ROBERT RESCUE: „Diejenigen, die Gegenstände auf die Krokodile werfen, werden aufgefordert, sie zurückzuholen“ 1. Auflage, Dezember 2023, Periplaneta Berlin, Edition MundWerk

© 2023 Periplaneta - Verlag und Medien Inh. Marion Alexa Müller, Bornholmer Str. 81a, 10439 Berlin periplaneta.com

Alle Rechte vorbehalten.
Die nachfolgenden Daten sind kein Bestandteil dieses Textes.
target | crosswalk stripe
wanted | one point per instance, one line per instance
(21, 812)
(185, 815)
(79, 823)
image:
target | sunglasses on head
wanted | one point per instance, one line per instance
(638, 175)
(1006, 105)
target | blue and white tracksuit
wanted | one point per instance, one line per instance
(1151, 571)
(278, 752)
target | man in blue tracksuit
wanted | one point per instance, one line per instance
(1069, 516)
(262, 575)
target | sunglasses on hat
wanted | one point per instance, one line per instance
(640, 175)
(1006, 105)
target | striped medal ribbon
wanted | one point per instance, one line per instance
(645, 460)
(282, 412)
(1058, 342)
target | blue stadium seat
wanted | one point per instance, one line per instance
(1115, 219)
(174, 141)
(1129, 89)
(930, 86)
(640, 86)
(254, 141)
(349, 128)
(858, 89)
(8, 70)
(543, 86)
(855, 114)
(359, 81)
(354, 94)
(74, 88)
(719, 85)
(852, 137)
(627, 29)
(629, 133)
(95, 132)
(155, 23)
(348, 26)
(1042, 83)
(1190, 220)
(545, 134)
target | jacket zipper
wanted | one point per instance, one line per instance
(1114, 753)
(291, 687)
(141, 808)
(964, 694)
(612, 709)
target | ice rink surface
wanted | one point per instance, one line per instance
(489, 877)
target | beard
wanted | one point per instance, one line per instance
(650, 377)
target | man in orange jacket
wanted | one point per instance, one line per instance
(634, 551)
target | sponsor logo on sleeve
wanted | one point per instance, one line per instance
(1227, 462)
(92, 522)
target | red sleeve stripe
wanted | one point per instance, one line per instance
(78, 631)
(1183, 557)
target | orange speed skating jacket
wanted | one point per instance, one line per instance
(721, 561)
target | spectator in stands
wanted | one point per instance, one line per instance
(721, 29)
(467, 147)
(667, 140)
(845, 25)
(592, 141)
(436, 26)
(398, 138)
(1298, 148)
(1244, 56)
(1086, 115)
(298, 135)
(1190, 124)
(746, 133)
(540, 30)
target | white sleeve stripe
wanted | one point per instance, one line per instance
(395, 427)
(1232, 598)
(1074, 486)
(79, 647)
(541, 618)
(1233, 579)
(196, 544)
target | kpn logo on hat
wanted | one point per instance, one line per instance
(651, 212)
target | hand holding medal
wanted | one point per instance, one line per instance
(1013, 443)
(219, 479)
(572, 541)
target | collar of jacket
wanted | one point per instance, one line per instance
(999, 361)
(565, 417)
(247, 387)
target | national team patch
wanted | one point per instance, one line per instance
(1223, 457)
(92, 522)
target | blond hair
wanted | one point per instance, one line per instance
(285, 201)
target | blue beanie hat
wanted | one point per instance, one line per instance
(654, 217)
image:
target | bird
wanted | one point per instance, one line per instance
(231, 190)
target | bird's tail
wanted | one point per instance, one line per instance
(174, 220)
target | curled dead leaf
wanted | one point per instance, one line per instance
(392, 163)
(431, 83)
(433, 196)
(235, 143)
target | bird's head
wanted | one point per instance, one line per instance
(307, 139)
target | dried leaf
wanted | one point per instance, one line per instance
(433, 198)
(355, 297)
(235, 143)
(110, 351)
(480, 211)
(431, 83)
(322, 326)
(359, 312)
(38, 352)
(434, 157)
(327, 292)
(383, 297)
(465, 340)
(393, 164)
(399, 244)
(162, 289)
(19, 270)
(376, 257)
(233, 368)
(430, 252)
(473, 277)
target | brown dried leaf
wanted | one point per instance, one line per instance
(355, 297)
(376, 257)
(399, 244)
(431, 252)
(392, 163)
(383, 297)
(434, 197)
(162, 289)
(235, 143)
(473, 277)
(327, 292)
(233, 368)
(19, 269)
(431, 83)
Nachdruck, Übersetzung, Vortrag und Übertragung, Vertonung, Verfilmung, Vervielfältigung, Digitalisierung, kommerzielle Verwertung des Inhaltes, gleich welcher Art, auch auszugsweise, nur mit schriftlicher Genehmigung des Verlags.

Die Handlung und alle handelnden Personen sind erfunden. Jegliche Ähnlichkeit mit realen Personen oder Ereignissen wäre rein zufällig.

Lektorat: Marion A. Müller Cover: Marion A. Müller, unter Verwendung lizenzfreier Vektoren von vecteezy.com(citradesignpro258219, Yuliya Pauliukevich, hendri maulana und Elpremiumo Design)Autorenbild: bairbie.me/Satz & Layout: Thomas Manegold

print ISBN: 978-3-95996-270-4epub ISBN: 978-3-95996-271-1

Robert Rescue

periplaneta

Zur falschen Zeit am richtigen Ort

Was wären das für goldene Zeiten für mich gewesen, damals in West-Berlin. West-Berlin, jener Hort von Freiheit, diese Insel der Seligen, umzingelt von Horden freiheitsraubender Sozialisten, Marxisten, Kommunisten, Bolschewiken und anderen. Die West-Berliner gingen nicht arbeiten, weil sie ständig wehrhaft sein mussten angesichts der Attacken der Sozialisten, Marxisten, Kommunisten, Bolschewiken und anderen. Sie hingen den ganzen Tag in ihren Kleingärten herum, blickten in den Himmel und träumten von einem Leben wirklicher Freiheit ohne den Schutz der Alliierten vor den oben erwähnten. Oder sie hingen mit Günther Pfitzmann und den drei Damen vom Grill am Nollendorfplatz herum und stopften sich mit Bockwurst und Senf voll und abends war Halligalli auf dem Ku’damm mit Kotzen in die Rabatten.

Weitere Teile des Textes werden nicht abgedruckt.